Examining the data structure
- As with all statistical analysis a sensible first step is to take a look at the data graphically. Because the data here are structured our graphical displays should reflect that structure. The lattice graphics package of R is especially suited for displaying structured data.
- With 74 species to consider, looking at all the data at once is unwieldy. Instead I'll randomly sample enough species to get a picture of what the data look like. The sample function of R can be used to extract random samples of a specific size from a data set. I use the sample function in conjunction with the set.seed function, to reset the random number stream, so that I can repeatedly extract the same "random" sample.
> set.seed(10)
> sub1<-sample(unique(inverts$species),16)
> sub1
[1] Limulus polyphemus Dendraster excentricus Haliotis rufescens
[4] Ostrea lurida Callianassa tyrrhena Chthamalus stellatus
[7] Crassostrea virginica Spirorbis spirorbis Lytechinus variegatus
[10] Gadus morhua Mactra solidissima Hydroides elegans
[13] Cancer irroratus Laqueus californianus Cryptasterina pentagona
[16] Elminius modestus
74 Levels: Amphiprion melanopus Armases miersii Balanus amphitrite 1 ... Upeneus tragula
- So sub1 contains a list of randomly selected species. I next use the %in% operator, the intersection operator, to extract the observations from the data set that correspond to these species.

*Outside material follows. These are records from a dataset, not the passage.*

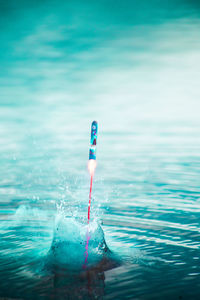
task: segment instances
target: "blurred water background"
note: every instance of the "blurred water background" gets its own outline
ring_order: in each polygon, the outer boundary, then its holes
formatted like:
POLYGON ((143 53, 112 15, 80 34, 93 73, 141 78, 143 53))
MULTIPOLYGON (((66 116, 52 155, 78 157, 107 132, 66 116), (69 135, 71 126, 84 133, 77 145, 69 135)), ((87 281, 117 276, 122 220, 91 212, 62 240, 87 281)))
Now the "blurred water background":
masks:
POLYGON ((198 299, 200 2, 1 0, 0 47, 0 297, 198 299))

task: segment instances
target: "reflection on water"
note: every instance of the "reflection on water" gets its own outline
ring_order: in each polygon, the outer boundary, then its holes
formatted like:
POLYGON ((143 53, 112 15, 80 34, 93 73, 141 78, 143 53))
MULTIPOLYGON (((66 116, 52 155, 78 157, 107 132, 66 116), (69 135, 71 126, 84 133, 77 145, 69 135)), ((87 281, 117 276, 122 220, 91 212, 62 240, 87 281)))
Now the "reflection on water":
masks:
POLYGON ((187 0, 0 1, 0 297, 198 298, 199 11, 187 0), (87 262, 100 252, 85 270, 86 228, 72 256, 72 229, 56 263, 49 253, 58 212, 87 217, 94 119, 91 218, 112 255, 90 239, 87 262))
POLYGON ((90 241, 90 234, 89 234, 89 232, 87 230, 86 245, 85 245, 85 252, 84 252, 85 261, 84 261, 84 264, 83 264, 83 269, 87 268, 89 241, 90 241))

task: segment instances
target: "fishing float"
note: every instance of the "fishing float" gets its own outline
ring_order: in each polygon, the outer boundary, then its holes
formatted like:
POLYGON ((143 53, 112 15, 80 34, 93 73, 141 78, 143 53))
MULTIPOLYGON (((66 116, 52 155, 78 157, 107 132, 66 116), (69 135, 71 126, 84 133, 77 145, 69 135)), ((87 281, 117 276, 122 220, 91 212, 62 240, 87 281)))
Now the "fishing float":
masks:
POLYGON ((90 136, 90 149, 89 149, 89 161, 88 161, 88 170, 90 173, 90 192, 89 192, 89 203, 88 203, 88 227, 87 227, 87 235, 86 235, 86 245, 85 245, 85 261, 83 264, 83 269, 87 268, 87 260, 88 260, 88 248, 89 248, 89 223, 90 223, 90 207, 91 207, 91 199, 92 199, 92 183, 94 178, 94 172, 96 169, 96 145, 97 145, 97 130, 98 124, 96 121, 92 122, 91 125, 91 136, 90 136))
POLYGON ((90 207, 92 199, 92 183, 94 178, 94 172, 96 169, 96 146, 97 146, 97 132, 98 124, 97 121, 93 121, 91 125, 91 136, 90 136, 90 149, 89 149, 89 162, 88 170, 90 173, 90 192, 89 192, 89 203, 88 203, 88 224, 90 222, 90 207))

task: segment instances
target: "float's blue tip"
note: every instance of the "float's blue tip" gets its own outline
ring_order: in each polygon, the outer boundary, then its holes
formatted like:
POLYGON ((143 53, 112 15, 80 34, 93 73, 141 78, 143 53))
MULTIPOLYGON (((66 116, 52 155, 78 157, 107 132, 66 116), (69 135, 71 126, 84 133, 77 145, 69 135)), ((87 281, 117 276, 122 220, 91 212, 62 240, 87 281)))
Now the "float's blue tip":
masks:
POLYGON ((98 123, 97 121, 93 121, 91 125, 89 159, 96 160, 97 132, 98 132, 98 123))

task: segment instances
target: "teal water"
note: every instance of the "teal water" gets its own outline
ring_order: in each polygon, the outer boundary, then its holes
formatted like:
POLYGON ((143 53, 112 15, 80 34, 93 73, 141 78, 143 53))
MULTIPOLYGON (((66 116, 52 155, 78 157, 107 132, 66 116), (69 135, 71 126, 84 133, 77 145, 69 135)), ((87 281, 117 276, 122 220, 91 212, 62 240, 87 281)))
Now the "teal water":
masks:
POLYGON ((199 298, 199 32, 199 1, 0 1, 0 297, 199 298))

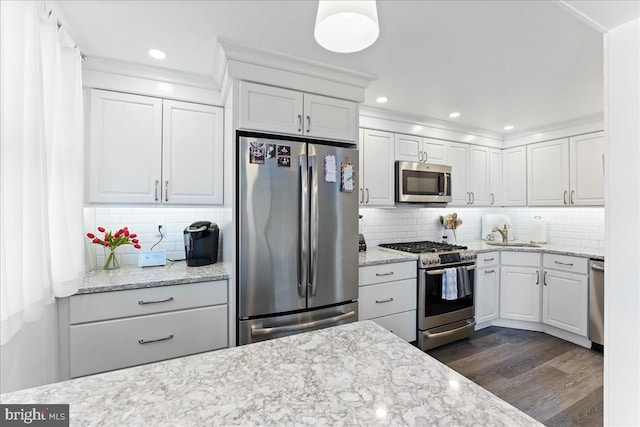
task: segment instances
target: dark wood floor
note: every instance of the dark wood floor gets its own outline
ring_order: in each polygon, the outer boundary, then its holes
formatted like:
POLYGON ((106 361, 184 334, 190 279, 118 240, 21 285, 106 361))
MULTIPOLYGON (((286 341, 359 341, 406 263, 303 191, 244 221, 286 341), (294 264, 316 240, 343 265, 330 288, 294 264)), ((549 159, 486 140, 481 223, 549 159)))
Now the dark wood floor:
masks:
POLYGON ((490 327, 428 353, 548 426, 601 426, 602 353, 490 327))

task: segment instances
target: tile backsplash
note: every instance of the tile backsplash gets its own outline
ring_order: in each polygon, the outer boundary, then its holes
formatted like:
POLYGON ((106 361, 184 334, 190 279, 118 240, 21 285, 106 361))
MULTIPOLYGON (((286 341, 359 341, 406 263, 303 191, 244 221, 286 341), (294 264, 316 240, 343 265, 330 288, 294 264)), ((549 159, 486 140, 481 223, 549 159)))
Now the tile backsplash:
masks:
POLYGON ((547 222, 548 243, 604 249, 604 208, 466 208, 396 207, 362 208, 363 234, 367 246, 385 242, 442 239, 440 215, 457 212, 462 225, 456 230, 458 242, 479 240, 484 214, 508 215, 516 240, 529 241, 534 216, 547 222))
MULTIPOLYGON (((86 233, 97 234, 97 227, 102 226, 107 230, 116 232, 122 227, 128 227, 132 233, 138 235, 141 250, 148 251, 160 240, 157 233, 157 224, 163 224, 164 238, 154 249, 167 251, 168 259, 184 259, 183 231, 196 221, 211 221, 221 225, 223 221, 222 208, 144 208, 144 207, 87 207, 84 211, 84 226, 86 233)), ((105 249, 92 244, 86 239, 86 265, 88 270, 100 267, 104 264, 105 249)), ((222 245, 218 245, 221 251, 222 245)), ((121 265, 137 265, 138 250, 130 245, 118 248, 118 260, 121 265)), ((218 259, 221 259, 220 252, 218 259)))

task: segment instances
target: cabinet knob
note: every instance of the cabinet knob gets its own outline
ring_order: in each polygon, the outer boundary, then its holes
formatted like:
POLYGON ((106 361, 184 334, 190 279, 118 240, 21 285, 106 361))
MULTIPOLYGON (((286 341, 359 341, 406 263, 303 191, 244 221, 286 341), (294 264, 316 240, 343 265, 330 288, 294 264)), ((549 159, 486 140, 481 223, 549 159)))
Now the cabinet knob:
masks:
POLYGON ((311 116, 307 116, 307 133, 311 132, 311 116))

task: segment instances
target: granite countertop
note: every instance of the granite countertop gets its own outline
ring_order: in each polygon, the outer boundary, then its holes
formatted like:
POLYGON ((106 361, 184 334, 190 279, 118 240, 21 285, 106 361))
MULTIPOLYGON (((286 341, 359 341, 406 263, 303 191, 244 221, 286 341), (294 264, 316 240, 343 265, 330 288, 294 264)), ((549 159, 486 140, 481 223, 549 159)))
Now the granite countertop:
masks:
POLYGON ((229 273, 222 263, 188 267, 186 261, 176 261, 158 267, 126 266, 116 270, 94 270, 86 273, 82 286, 76 295, 182 285, 228 278, 229 273))
POLYGON ((571 246, 554 245, 548 243, 537 243, 539 248, 532 247, 514 247, 514 246, 493 246, 488 245, 482 240, 459 242, 460 245, 467 246, 469 250, 478 253, 491 251, 515 251, 515 252, 545 252, 559 255, 579 256, 604 260, 604 249, 593 248, 576 248, 571 246))
POLYGON ((371 321, 49 384, 71 425, 542 425, 371 321))
POLYGON ((365 252, 359 252, 360 267, 366 265, 392 264, 395 262, 415 261, 417 255, 394 251, 392 249, 381 248, 375 246, 367 248, 365 252))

> sub2<-inverts[inverts$species %in% sub1,]
> dim(sub2)
[1] 50 14
- So now we have 50 observations allocated to 16 different species to examine. I first demonstrate the default graphics that are available from the nlme package for structured data. First we need to identify this structure. This is done by defining what's called a grouped data object using the groupedData function.
> library(nlme)
> sub3<-groupedData(lnPLD~lntemp|species, data=sub2)
- The first argument to the groupedData function is a model formula in which we identify the response and a predictor. For a multilevel model these should be level-1 variables. Observe that the predictor is followed by a vertical bar, |, after which appears the variable that defines the level-2 units in the data set. If we plot this grouped data object we get a panel display in which the response variable is plotted against the predictor separately for each unique value of species (Fig. 1).
> plot(sub3)
> library(lattice)
> trellis.par.set(col.whitebg())
- Next I write a function to produce the desired panel display described. The function call appears next followed by a brief description.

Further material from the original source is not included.